Selain itu, pemerintah diharapkan dapat memperkuat penerimaan negara, terutama melalui optimalisasi pajak dan efisiensi belanja. Dengan pengelolaan yang hati-hati, IKN bisa tetap menjadi solusi strategis tanpa memberikan beban berlebihan pada keuangan negara.
Mempertimbangkan berbagai hal, ekonom Center of Economic and Law Studies (Celios) Jakarta, Indonesia menegaskan pembangunan Ibu Kota Negara baru tidak layak secara ekonomis dan tidak sehat secara fiskal. Pertama dan mendasar, pengesahan Undang-Undang Ibu Kota Negara terjadi di tengah penurunan pendapatan negara akibat Pandemi COVID-19. Rasio pajak menurun, sedangkan rasio utang meningkat. Kedua, pertumbuhan ekonomi Indonesia mengalami stagnasi, tidak pernah lebih dari 5,5%.
Pertumbuhan tertinggi pada 2022 sebesar 5,3% dan terendah pada 2020 sebesar -2,1%. Ini menunjukkan negara belum memiliki dasar ekonomi kuat untuk mengakselerasi pertumbuhan.
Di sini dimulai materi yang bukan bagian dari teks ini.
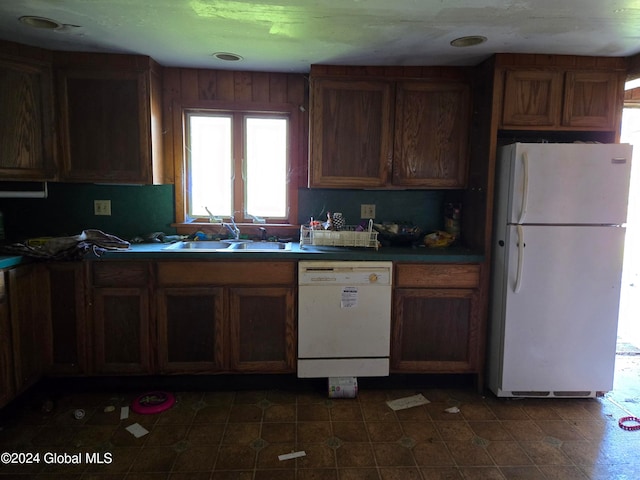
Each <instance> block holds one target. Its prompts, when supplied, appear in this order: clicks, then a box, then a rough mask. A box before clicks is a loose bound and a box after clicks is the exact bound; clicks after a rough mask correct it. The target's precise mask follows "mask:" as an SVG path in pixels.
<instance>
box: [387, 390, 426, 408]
mask: <svg viewBox="0 0 640 480" xmlns="http://www.w3.org/2000/svg"><path fill="white" fill-rule="evenodd" d="M427 403H431V402H430V401H429V400H427V399H426V398H424V396H423V395H422V394H421V393H419V394H417V395H412V396H411V397H404V398H398V399H396V400H389V401H388V402H387V405H389V408H391V410H404V409H405V408H412V407H417V406H419V405H426V404H427Z"/></svg>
Ketiga, pembangunan fisik IKN diperkirakan membutuhkan anggaran sebesar Rp 466 triliun yang ditanggung ke dalam tiga skema.
Antara lain melalui APBN sebesar Rp 89,4 triliun (19,2%), Kerja Sama Pemerintah dan Badan Usaha alias KPBU dan swasta sebesar Rp 253,4 triliun (54,4%), dan anggaran dari BUMN serta Badan Usaha Milik Daerah sebesar Rp 123,2 triliun (25,4%).
“Mulanya skema kedua direncanakan sebagai penopang terbesar, tetapi laporan mengungkap bahwa SoftBank, perusahaan multinasional asal Jepang sebagai investor utama proyek Ibu Kota Negara, mengundurkan diri pada Maret 2022,” jelas Direktur Eksekutif Celios, BhimaYudhistira.